Bu provokasyonun tasfiye pratiği geliştiğinde, provokatörün kendi deyişiyle yapının neredeyse dörtte üçünün bundan etkilenmesi söz konusuydu. Zindanda da binlerce tutuklu içinde bu provokasyona ve ihanete karşı kendilerini koruyanların sayısı bir elin parmak sayısı kadardı. Ama bir avuç da olunsa, çok kararlı bir direnme ve doğruyu dayatma bazen tarihsel bir öneme haizdir ve gerekleri mutlaka yerine getirilmelidir. İşte bizi de sınava tabi tutan içteki hatalar ve eksikliklerle böylesine bir savaşımımız söz konusu oldu. Provokatöre ve kişiliğine bakıldığında, kendisinin aslında çok silik biri olduğu, hiç de PKK’nin ciddi bir militan tavrına ve kişiliğine dayanacak güçte olmadığı, ama zaafları ve hataları kullandığı, bundaki ustalığının bir hayli etkili olduğu ve partiyi bile tasfiyenin eşiğine getirebildiği görülecektir.
Burada çıkarılması gereken en önemli ders, düşmanın doğrudan karşı cepheden veya dolaylı ajanlığı biçiminde yönelmesinden ziyade -bu her zaman ve her dönemde olur-, bunların tahribatlarının nereden güç aldığını görebilmek ve nasıl buna karşı konulabileceğini gösterebilmektir. Burada eksiklik ortaya çıktı. Hitap edilen hemen her zaaf partiye karşıt konuma getirildi. Dokunulan her eksiklik bela düzeyine çıkarıldı. Israrla dayatılan hatalı tutumlar neredeyse çizgi karşıtı bir durum haline geldi. Gerçekten partili öğeler yeni yeni politikleşiyor, örgütleniyor ve kuralları tanımaya başlıyorlar.

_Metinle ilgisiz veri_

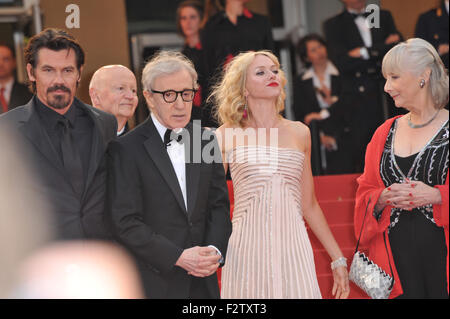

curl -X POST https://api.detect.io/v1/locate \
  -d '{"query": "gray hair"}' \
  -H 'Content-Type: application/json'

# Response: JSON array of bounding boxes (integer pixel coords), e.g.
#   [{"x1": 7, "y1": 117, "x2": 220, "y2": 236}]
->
[
  {"x1": 142, "y1": 51, "x2": 198, "y2": 91},
  {"x1": 382, "y1": 38, "x2": 449, "y2": 109}
]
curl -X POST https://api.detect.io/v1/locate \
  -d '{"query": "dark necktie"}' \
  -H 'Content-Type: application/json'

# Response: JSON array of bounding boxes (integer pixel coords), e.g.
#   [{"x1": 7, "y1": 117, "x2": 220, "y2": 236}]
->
[
  {"x1": 164, "y1": 129, "x2": 183, "y2": 148},
  {"x1": 0, "y1": 88, "x2": 8, "y2": 114},
  {"x1": 58, "y1": 118, "x2": 84, "y2": 196},
  {"x1": 350, "y1": 12, "x2": 369, "y2": 19}
]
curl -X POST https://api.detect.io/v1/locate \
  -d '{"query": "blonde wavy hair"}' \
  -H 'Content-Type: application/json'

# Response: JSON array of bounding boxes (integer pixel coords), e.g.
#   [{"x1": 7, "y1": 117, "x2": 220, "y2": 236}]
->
[{"x1": 208, "y1": 50, "x2": 286, "y2": 127}]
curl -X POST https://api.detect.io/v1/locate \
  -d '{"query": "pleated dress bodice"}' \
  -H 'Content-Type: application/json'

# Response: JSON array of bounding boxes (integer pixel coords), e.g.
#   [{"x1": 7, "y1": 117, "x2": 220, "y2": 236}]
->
[{"x1": 222, "y1": 146, "x2": 321, "y2": 299}]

Bundan sıkılıyor ve zorlanıyorlar. Hele dış ortamın da sunduğu elverişsiz zeminin olumsuzlukları, yine 1982 koşulları göz önüne getirildiğinde faşizmin ne kadar acımasız olduğu dikkate alınırsa, Avrupa tutkuları ile birleşen bu durumun daha da tehlikeli bir hal alacağı kesindi. Görevlere devrimci temelde doğru yaklaşma, eksiklikleri giderme ve hataları düzeltme gelişmek için çok gerekli olduğu halde buna gelememe, bu ağır koşullardan ötürü sağa veya sol sekter tavra yönelme, provokasyonu gerçekten çok tehlikeli hale getirdi. Eğer önlemler alınmasaydı, yalnız bu provokatif kişilik bile partinin dışardaki -ki içerde de ilişkileri ve bağlantısı vardı- yapının sonunu getirmeye yetebilirdi. Kaldı ki provokatör kendine güveniyordu. “Parti Önderliği’nin diktatörlüğü olmasa, biz aslında partiyi ele geçirmiştik” diyordu. (Daha sonraki provokatörler de aynı değerlendirmeyi yapacaklar; güçlerini Parti Önderliği’nden aldıkları halde, “Parti Önderliği olmasaydı, biz hakim olacaktık” diyeceklerdir.)
Burada kadronun ne kadar zayıf olduğu, görevlere ne kadar eksik ve hatalı yaklaştığı, bundan da düşmanın doğrudan veya dolaylı ajanlığının ne kadar sonuç aldığı açıkça karşımıza çıkmaktadır. Bu aslında çok önemli bir derstir.